“Noliserse ko ki olsun oliser
Tek gönül mevlâyı bulsun noliser”
Bursa, kelimelerin mânâsını Somuncu Baba Hazretleri şehri terk edip gittiğinde kaybetmiş olmalı. Öyle olmasa, yeşili onlarca tonuyla birlikte hediye eder miydi o koca çınar altında? Şehre bir renk hediye etmek ve sonra kaybolmak seyr u sefer eyleyenlerin kabz ve bast hâllerine bir kinaye olabilir mi? Belki de…
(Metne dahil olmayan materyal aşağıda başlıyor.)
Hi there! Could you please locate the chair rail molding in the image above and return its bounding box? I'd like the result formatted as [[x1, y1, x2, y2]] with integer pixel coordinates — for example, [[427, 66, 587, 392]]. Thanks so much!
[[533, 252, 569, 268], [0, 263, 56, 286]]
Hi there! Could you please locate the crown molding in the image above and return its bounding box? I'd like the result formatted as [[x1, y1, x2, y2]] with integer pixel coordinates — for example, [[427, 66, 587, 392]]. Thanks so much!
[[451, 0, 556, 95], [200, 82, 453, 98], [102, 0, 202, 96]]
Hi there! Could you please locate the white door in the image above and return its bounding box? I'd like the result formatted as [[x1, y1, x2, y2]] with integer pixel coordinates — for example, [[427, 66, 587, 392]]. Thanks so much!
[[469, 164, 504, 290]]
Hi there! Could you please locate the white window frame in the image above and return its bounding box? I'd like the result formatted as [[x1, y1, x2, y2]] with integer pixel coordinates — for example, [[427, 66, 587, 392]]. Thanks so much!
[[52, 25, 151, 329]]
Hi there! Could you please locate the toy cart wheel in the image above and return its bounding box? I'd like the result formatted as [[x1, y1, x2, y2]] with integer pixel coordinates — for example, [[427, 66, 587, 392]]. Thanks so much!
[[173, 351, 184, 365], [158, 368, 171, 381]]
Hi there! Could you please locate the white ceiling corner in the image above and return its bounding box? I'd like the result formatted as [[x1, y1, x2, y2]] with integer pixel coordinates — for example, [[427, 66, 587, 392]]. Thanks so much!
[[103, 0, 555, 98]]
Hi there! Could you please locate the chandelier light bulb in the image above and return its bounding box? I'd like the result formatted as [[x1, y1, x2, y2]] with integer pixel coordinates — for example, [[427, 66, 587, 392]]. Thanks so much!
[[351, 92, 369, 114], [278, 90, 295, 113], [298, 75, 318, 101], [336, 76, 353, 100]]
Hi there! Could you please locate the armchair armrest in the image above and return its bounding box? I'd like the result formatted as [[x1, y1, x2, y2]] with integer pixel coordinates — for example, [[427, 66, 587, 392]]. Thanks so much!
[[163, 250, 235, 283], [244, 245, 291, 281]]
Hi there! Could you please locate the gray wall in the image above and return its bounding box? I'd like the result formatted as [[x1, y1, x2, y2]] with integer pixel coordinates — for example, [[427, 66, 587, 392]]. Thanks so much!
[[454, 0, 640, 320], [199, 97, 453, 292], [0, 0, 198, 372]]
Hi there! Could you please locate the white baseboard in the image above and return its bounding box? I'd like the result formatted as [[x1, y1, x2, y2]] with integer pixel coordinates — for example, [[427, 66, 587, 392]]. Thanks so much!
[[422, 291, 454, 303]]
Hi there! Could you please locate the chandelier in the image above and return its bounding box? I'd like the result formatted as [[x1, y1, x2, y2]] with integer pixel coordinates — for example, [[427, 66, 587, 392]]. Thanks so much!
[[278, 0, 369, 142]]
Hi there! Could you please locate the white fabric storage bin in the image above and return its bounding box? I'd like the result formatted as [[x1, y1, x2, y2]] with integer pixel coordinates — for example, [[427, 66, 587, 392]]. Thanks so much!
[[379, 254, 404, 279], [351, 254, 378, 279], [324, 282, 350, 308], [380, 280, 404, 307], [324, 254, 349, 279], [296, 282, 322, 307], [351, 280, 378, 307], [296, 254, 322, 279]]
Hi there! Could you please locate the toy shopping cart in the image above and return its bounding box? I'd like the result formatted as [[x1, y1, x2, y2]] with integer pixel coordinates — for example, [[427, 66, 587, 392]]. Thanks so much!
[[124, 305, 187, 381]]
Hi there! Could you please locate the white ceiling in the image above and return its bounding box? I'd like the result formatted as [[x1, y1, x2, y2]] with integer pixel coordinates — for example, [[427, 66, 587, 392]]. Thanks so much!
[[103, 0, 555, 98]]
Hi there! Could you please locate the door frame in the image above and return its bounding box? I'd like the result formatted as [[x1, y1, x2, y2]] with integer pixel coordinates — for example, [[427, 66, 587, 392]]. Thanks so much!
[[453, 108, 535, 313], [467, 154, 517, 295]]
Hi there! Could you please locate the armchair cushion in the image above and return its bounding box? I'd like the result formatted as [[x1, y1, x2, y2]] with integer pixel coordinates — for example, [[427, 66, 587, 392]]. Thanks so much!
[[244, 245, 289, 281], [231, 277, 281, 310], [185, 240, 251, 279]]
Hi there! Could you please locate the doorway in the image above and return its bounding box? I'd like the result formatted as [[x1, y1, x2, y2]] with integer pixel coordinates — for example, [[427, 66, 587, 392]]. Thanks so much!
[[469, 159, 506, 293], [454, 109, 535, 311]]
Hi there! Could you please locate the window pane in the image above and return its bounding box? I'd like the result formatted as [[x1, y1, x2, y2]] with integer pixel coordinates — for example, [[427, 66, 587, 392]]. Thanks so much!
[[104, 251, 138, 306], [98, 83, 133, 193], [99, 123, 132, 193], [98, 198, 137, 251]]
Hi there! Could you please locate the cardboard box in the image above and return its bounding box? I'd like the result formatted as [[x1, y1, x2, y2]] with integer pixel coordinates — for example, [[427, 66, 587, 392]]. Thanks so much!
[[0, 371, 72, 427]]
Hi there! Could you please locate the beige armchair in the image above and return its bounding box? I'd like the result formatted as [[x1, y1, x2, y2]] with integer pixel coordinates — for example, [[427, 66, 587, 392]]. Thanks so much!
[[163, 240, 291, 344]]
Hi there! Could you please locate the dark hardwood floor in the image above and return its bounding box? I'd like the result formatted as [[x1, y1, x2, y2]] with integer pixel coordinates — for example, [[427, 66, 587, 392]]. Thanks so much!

Hacı Bayram Veli Hazretleri de ne öğrenmişse Somuncu Baba Hazretleri ile çıktığı o hac yolcuğunda öğrenmiş. Kapısında bekleyen Eşref Rûmi Hazretlerini ise Emir Buhâri Hazretleri Hacı Bayram Veli’ye göndermiş.
Emir Sultan Hazretlerini, Üftâde Hazretlerini ve Somuncu Baba Hazretlerinin hâlâ ekmek kokan fırınını ziyaret edenlerin her defasında kendilerini İznik yolunda bulması ve Eşref Rûmi Hazretleri’nin huzurunda sükût kuyusuna çekilmesi ontik bir cezbe değil de nedir?
Ve İznik…
Nuh’un gemisinden inen ruhların şehrin yedi kat mânâsı içinde tektonik bir hicapla kendini sırladığı kayıp kelimeler yurdu.
Süleyman Peygamber henüz Estefanya’ya teşrif etmeden 1700 sene evvel inşâ edilmiş İznik. Ne ki, Madyan oğlu Yanko’nun kızkardeşi İznika, İshak Nebî’nin zamâna sıkışmış o ince nurdan yaldızı ve kadim ruh kuyusunu Sam’ın yurdunun üstüne kurmuş yeniden.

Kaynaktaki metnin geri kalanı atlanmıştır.